Jennifer A. Howard on her flash fiction chapbook collection selected as the winner of NDR’s Annual Chapbook Competition by Jim Krusoe.

Jennifer, I do enjoy writing stories that take place overnight and it’s always raining in my works. Is there anything in your stories that appears again and again deliberately?

I realize you didn’t mean to limit me to weather, but I’m in love with snow on the page. Snow in stories, and in music, on TV. People are more beautiful with snow in their hair, snow makes everything more romantic and nervy. Can’t get enough of it. (Though I can certainly get enough of it in real life, especially when it’s spring other places and the UP is expecting yet another blizzard and I am in no mood to shovel yet again.)

Besides your published books, do you have some other works (available online) that readers can read for free?

Here’s a Flat Stanley story from last year: http://www.smokelong.com/flat-stanley-trusts/. Most of the Flat Stanley stories deal with true crime, but this one is a little more personal. 

Which one is more challenging? Writing or editing? And which one do you like the most?

Oh, writing is so much more challenging. Editing the magazine is finding other people’s magic and being the lucky person who gets to share it with the world. I hate the blank page. If I could write a first draft in my sleep and then get to only be conscious for the revision part (which I love), that would be ideal.

Do you talk with yourself (to elucidate everything) when you start writing a new piece? Or do you just keep quiet and scribble down the work?

Definitely keep quiet. I don’t want to mess myself up by being articulate or clear about anything early on. 🙂

Do you think writers (because of the stories they read & the worlds they create in their minds) study every human as a distinctive character? Do you examine and study the people whom you meet?
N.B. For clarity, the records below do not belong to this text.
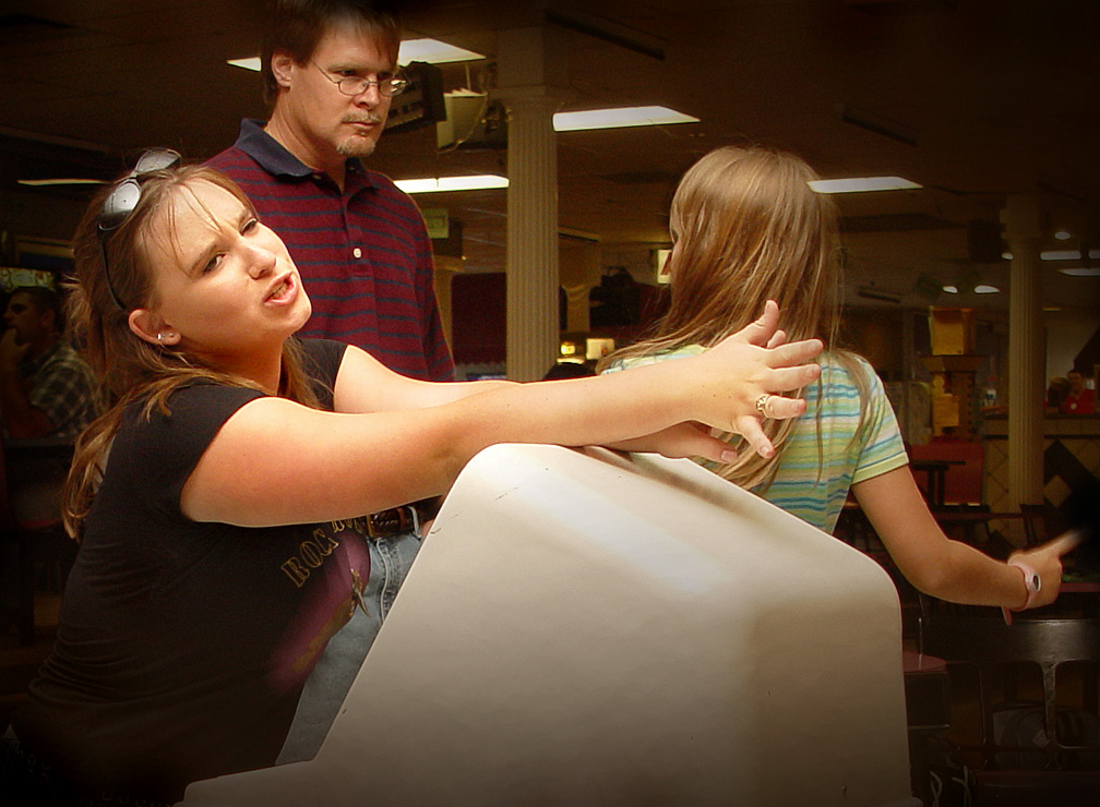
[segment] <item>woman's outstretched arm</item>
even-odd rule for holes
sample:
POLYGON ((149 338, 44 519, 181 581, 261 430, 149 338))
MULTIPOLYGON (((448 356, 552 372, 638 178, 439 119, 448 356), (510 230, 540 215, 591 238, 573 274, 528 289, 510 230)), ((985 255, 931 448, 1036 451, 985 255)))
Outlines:
MULTIPOLYGON (((462 397, 449 389, 457 385, 429 385, 448 389, 435 406, 420 395, 421 408, 332 413, 260 398, 219 431, 180 505, 197 521, 327 521, 446 493, 471 457, 496 443, 588 445, 658 434, 653 449, 666 452, 721 458, 728 451, 697 429, 670 445, 668 430, 684 422, 737 431, 766 447, 757 399, 804 387, 821 372, 807 364, 822 350, 817 340, 760 346, 776 331, 773 314, 700 356, 594 378, 468 386, 462 397)), ((342 367, 340 376, 337 397, 346 402, 342 367)), ((774 417, 804 408, 792 398, 770 406, 774 417)))

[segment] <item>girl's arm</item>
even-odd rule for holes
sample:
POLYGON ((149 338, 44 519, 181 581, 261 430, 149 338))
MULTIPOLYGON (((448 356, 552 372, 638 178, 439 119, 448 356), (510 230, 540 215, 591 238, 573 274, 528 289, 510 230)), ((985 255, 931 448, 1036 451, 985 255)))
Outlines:
MULTIPOLYGON (((756 400, 813 382, 820 367, 803 363, 822 344, 768 350, 748 339, 766 344, 773 323, 754 328, 759 334, 732 336, 692 358, 594 378, 468 385, 464 397, 444 395, 435 406, 420 398, 419 409, 333 413, 260 398, 218 432, 180 506, 197 521, 242 526, 351 518, 446 493, 471 457, 496 443, 607 444, 667 434, 684 421, 737 431, 766 447, 756 400)), ((341 367, 336 393, 346 404, 343 375, 341 367)), ((777 417, 804 408, 789 398, 770 406, 777 417)), ((721 458, 728 451, 691 431, 695 453, 721 458)))
MULTIPOLYGON (((919 590, 952 603, 1013 610, 1027 601, 1020 568, 944 534, 908 465, 857 483, 851 490, 898 568, 919 590)), ((1034 607, 1053 603, 1058 596, 1060 559, 1068 549, 1071 546, 1052 541, 1013 553, 1042 577, 1034 607)))

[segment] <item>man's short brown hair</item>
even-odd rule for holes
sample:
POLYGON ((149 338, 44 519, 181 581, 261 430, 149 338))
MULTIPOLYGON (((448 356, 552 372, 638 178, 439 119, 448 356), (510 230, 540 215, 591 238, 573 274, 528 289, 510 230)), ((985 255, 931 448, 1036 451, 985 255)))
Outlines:
POLYGON ((278 98, 278 81, 272 71, 272 56, 285 53, 297 65, 305 65, 317 49, 317 43, 330 26, 341 22, 361 25, 378 41, 380 49, 389 51, 394 63, 400 47, 402 30, 395 2, 370 0, 272 0, 264 22, 264 40, 260 52, 264 77, 264 100, 274 104, 278 98))

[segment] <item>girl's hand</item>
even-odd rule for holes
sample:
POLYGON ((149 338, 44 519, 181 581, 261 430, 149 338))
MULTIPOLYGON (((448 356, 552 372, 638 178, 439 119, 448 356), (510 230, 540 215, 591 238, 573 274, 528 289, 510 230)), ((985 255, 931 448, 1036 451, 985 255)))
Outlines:
POLYGON ((710 363, 702 375, 704 413, 700 420, 740 434, 766 457, 776 450, 761 428, 765 416, 787 419, 805 411, 804 400, 780 394, 801 389, 821 376, 821 366, 812 360, 824 349, 820 339, 787 344, 778 325, 779 307, 769 300, 760 319, 698 357, 710 363))
MULTIPOLYGON (((1019 561, 1033 570, 1040 577, 1040 589, 1035 600, 1024 608, 1040 608, 1050 605, 1058 598, 1062 588, 1062 556, 1074 550, 1081 542, 1076 532, 1067 532, 1053 541, 1047 541, 1033 550, 1018 551, 1009 555, 1009 562, 1019 561)), ((1012 624, 1012 612, 1024 608, 1002 608, 1004 623, 1012 624)))

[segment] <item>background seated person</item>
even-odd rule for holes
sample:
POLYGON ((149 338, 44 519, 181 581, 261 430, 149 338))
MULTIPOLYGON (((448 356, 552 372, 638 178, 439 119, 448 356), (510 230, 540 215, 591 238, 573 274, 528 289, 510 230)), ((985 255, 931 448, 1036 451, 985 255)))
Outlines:
MULTIPOLYGON (((6 440, 73 442, 100 410, 99 384, 63 335, 61 298, 43 286, 14 289, 0 338, 0 419, 6 440)), ((12 513, 57 521, 69 455, 24 447, 6 452, 12 513)), ((4 564, 6 567, 8 564, 4 564)))
POLYGON ((99 385, 62 335, 61 300, 42 286, 12 291, 0 339, 0 417, 10 438, 76 438, 96 419, 99 385))
POLYGON ((1071 369, 1066 374, 1069 391, 1062 399, 1063 414, 1092 414, 1096 412, 1096 390, 1085 386, 1085 374, 1071 369))

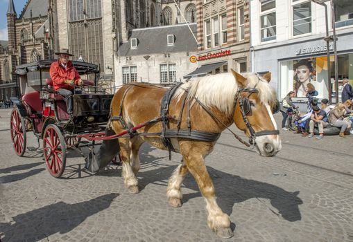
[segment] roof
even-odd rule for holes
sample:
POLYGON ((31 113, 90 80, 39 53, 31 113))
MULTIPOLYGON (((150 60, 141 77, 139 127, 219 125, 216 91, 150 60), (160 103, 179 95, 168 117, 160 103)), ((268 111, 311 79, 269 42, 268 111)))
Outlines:
POLYGON ((8 41, 7 40, 0 40, 0 44, 3 48, 7 49, 8 41))
MULTIPOLYGON (((196 35, 196 24, 189 24, 196 35)), ((120 46, 120 55, 140 55, 165 53, 197 51, 197 43, 186 24, 134 29, 128 42, 120 46), (167 35, 175 35, 175 44, 167 45, 167 35), (138 39, 137 48, 131 49, 130 39, 138 39)))
POLYGON ((31 10, 32 10, 32 17, 39 17, 48 15, 48 1, 49 0, 28 0, 27 3, 19 15, 19 19, 29 19, 31 17, 31 10))
POLYGON ((12 13, 12 14, 15 14, 16 15, 17 15, 16 13, 16 10, 15 10, 15 6, 13 5, 13 0, 8 1, 8 12, 6 13, 7 14, 12 13))

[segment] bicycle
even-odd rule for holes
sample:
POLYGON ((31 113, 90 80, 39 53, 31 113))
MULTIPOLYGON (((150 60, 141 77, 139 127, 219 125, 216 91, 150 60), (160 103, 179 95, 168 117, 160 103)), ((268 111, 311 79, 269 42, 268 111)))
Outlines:
POLYGON ((287 125, 289 129, 294 131, 298 130, 298 126, 295 122, 300 119, 300 113, 298 109, 291 108, 289 111, 287 111, 287 125))

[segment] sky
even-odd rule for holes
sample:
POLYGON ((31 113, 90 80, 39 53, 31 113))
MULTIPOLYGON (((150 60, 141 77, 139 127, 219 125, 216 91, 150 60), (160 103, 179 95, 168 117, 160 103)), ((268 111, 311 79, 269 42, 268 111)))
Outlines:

Maybe a little, but I don’t walk around consciously thinking of people as characters. Though my stories don’t always have traditional characters. They feel more like little meditations. Certainly relationships with people build empathy and expand (I hope) stories beyond my own narrow brain, and sometimes people use fabulous and unusual phrasing that I’m happy to steal for the page, but nah, I think the people around me are mostly safe from being transcribed in my work.

And my last questions: what is Jennifer A. Howard like? (How would you describe your own character?) And who could be your close friend?
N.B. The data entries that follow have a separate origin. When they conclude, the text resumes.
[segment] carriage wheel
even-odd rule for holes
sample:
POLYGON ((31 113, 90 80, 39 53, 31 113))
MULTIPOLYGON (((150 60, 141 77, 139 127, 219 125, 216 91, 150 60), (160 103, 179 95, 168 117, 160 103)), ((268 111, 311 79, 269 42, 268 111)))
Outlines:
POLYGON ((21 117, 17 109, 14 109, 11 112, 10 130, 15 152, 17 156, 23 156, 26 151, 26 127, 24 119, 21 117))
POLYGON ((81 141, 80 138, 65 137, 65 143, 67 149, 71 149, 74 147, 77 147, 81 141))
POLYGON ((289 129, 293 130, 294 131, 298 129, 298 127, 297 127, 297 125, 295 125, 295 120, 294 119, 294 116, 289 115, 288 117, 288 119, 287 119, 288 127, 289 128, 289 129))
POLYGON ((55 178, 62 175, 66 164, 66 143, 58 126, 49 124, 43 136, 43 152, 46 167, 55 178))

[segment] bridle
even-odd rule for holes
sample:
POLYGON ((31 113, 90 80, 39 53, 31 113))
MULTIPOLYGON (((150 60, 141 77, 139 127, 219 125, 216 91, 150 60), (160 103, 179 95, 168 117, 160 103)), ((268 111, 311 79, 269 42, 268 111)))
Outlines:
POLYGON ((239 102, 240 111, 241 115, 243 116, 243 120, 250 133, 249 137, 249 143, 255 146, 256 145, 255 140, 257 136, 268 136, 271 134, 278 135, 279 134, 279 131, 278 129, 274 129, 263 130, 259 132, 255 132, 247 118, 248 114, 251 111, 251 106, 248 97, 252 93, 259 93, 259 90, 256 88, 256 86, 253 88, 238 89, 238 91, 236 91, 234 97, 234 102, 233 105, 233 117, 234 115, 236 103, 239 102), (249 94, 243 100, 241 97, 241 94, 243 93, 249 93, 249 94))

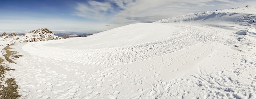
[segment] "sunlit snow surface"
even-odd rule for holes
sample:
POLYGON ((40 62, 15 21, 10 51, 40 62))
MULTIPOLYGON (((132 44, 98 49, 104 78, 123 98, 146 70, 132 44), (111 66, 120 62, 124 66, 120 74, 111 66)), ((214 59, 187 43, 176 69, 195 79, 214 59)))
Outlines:
POLYGON ((21 98, 256 98, 256 9, 16 44, 21 98), (245 33, 239 33, 245 32, 245 33))

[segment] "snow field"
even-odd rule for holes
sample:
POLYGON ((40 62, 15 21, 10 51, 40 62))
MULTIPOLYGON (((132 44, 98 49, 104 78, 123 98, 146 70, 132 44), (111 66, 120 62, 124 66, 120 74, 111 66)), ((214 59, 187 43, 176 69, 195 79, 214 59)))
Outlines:
POLYGON ((11 47, 22 57, 9 73, 21 98, 254 99, 255 26, 245 19, 253 16, 248 10, 17 44, 11 47))

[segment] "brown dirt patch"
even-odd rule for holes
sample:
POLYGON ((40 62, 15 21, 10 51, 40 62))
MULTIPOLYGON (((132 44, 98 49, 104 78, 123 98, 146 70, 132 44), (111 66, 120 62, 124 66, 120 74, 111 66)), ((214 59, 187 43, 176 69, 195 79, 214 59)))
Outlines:
MULTIPOLYGON (((17 52, 10 51, 11 49, 13 49, 10 48, 9 45, 4 48, 7 53, 7 54, 4 55, 4 58, 6 60, 9 62, 15 63, 9 58, 12 56, 11 58, 13 59, 18 58, 21 56, 15 55, 14 54, 16 54, 17 52)), ((15 70, 10 69, 8 65, 3 64, 2 62, 4 61, 4 59, 0 58, 0 99, 17 99, 21 95, 18 92, 18 86, 15 82, 15 78, 5 77, 6 75, 5 73, 7 71, 15 70), (2 84, 2 83, 5 83, 5 84, 2 84)))

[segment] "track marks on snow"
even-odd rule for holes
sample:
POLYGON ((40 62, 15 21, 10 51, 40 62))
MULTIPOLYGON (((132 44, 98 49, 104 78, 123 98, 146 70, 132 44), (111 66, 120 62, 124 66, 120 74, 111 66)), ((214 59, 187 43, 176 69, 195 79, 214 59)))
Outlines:
POLYGON ((47 47, 40 44, 29 44, 25 45, 23 48, 34 54, 42 55, 47 58, 60 60, 85 65, 118 65, 155 58, 190 47, 200 42, 224 42, 220 40, 222 38, 217 34, 221 31, 209 27, 170 26, 179 28, 179 31, 176 32, 179 33, 156 41, 122 47, 69 50, 47 47), (34 49, 28 49, 26 48, 30 47, 26 46, 32 46, 34 49))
What a difficult question. I’m an introvert, I like a quiet routine and a close circle of friends. A person could become my close friend by actively and attentively playing in my fantasy football league, by only rarely being late when we have plans to meet, by going on a road trip with me and not making me listen to new music I don’t already know but instead playing some sort of crack-the-case game with me. Though I’m sure there are other ways in too.